Gonzalo Jed D, Himes Judy, McGillen Brian, Shifflet Vicki, Lehman Erik
Medicine and Public Health Sciences, Health Systems Education, Pennsylvania State University College of Medicine, Hershey, PA, USA.
Division of General Internal Medicine, Penn State Hershey Medical Center - HO34, 500 University Drive, Hershey, PA, 17033, USA.
BMC Health Serv Res. 2016 Sep 1;16(1):459. doi: 10.1186/s12913-016-1714-x.
Interprofessional collaboration improves the quality of medical care, but integration into inpatient workflow has been limited. Identification of systems-based factors promoting or diminishing bedside interprofessional rounds (BIR), one method of interprofessional collaboration, is critical for potential improvements in collaboration in hospital settings. The objective of this study was to determine whether the percentage of bedside interprofessional rounds in 18 hospital-based clinical units is attributable to spatial, staffing, patient, or nursing perception characteristics.

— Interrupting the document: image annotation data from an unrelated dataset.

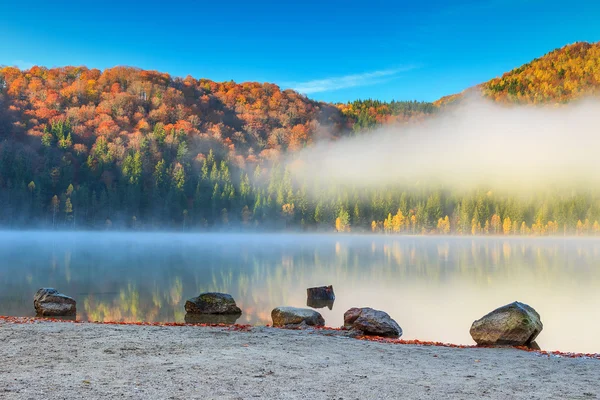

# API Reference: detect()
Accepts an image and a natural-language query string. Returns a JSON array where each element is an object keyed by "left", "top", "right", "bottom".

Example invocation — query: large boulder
[
  {"left": 306, "top": 285, "right": 335, "bottom": 301},
  {"left": 271, "top": 307, "right": 325, "bottom": 328},
  {"left": 344, "top": 307, "right": 402, "bottom": 338},
  {"left": 470, "top": 301, "right": 544, "bottom": 346},
  {"left": 33, "top": 288, "right": 77, "bottom": 317},
  {"left": 185, "top": 293, "right": 242, "bottom": 314}
]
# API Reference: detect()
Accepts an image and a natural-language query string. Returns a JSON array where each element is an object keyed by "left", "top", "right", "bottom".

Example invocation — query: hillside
[
  {"left": 0, "top": 43, "right": 600, "bottom": 234},
  {"left": 0, "top": 67, "right": 434, "bottom": 227},
  {"left": 434, "top": 42, "right": 600, "bottom": 106}
]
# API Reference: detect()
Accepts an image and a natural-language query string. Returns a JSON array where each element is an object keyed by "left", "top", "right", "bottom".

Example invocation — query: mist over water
[
  {"left": 0, "top": 232, "right": 600, "bottom": 352},
  {"left": 289, "top": 98, "right": 600, "bottom": 191}
]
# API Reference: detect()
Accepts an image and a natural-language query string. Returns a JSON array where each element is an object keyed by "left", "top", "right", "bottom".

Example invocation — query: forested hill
[
  {"left": 0, "top": 43, "right": 600, "bottom": 234},
  {"left": 435, "top": 42, "right": 600, "bottom": 106},
  {"left": 0, "top": 67, "right": 435, "bottom": 227}
]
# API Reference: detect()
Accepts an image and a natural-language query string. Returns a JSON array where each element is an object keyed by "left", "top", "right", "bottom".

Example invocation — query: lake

A prospective, cross-sectional assessment of data obtained from nursing audits in one large academic medical center on a sampling of hospitalized pediatric and adult patients in 18 units from November 2012 to October 2013 was performed. The primary outcome was the percentage of bedside interprofessional rounds, defined as encounters including one attending-level physician and a nurse discussing the case at the patient's bedside. Logistic regression models were constructed with four covariate domains: (1) spatial characteristics (unit type, bed number, square feet per bed), (2) staffing characteristics (nurse-to-patient ratios, admitting services to unit), (3) patient-level characteristics (length of stay, severity of illness), and (4) nursing perceptions of collegiality, staffing, and use of rounding scripts.
Of 29,173 patients assessed during 1241 audited unit-days, 21,493 patients received BIR (74 %, range 35-97 %). Factors independently associated with increased occurrence of bedside interprofessional rounds were: intensive care unit (odds ratio 9.63, [CI 5.30-17.42]), intermediate care unit (odds ratio 2.84, [CI 1.37-5.87]), hospital length of stay 5-7 days (odds ratio 1.89, [CI, 1.05-3.38]) and >7 days (odds ratio 2.27, [CI, 1.28-4.02]), use of rounding script (odds ratio 2.20, [CI 1.15-4.23]), and perceived provider/leadership support (odds ratio 3.25, [CI 1.83-5.77]).
Variation of bedside interprofessional rounds was more attributable to unit type and perceived support rather than spatial or relationship characteristics amongst providers. Strategies for transforming the value of hospital care may require a reconfiguration of care delivery toward more integrated practice units.
跨专业协作可提高医疗质量,但在住院患者工作流程中的整合程度有限。识别促进或阻碍床边跨专业查房(BIR,跨专业协作的一种方式)的基于系统的因素,对于改善医院环境中的协作至关重要。本研究的目的是确定18个医院临床科室的床边跨专业查房百分比是否可归因于空间、人员配备、患者或护理认知特征。
对2012年11月至2013年10月期间在一家大型学术医疗中心对18个科室的住院儿科和成年患者进行抽样调查所获得的护理审计数据进行前瞻性横断面评估。主要结果是床边跨专业查房的百分比,定义为包括一名主治医生和一名护士在患者床边讨论病例的会诊。构建了包含四个协变量域的逻辑回归模型:(1)空间特征(科室类型、床位数、每床平方英尺数),(2)人员配备特征(护士与患者比例、收治科室),(3)患者层面特征(住院时间、疾病严重程度),以及(4)护理对团队合作、人员配备和查房脚本使用的认知。
在1241个审计科室日评估的29173例患者中,21493例患者接受了床边跨专业查房(74%,范围35 - 97%)。与床边跨专业查房发生率增加独立相关的因素有:重症监护病房(优势比9.63,[CI 5.30 - 17.42])、中级护理病房(优势比2.84,[CI 1.37 - 5.87])、住院时间5 - 7天(优势比1.89,[CI 1.05 - 3.38])和>7天(优势比2.27,[CI 1.28 - 4.02])、使用查房脚本(优势比2.20,[CI 1.15 - 4.23])以及感知到的提供者/领导支持(优势比3.25,[CI 1.83 - 5.77])。
床边跨专业查房的差异更多地归因于科室类型和感知到的支持,而非提供者之间的空间或关系特征。转变医院护理价值的策略可能需要将护理服务重新配置为更综合的实践单元。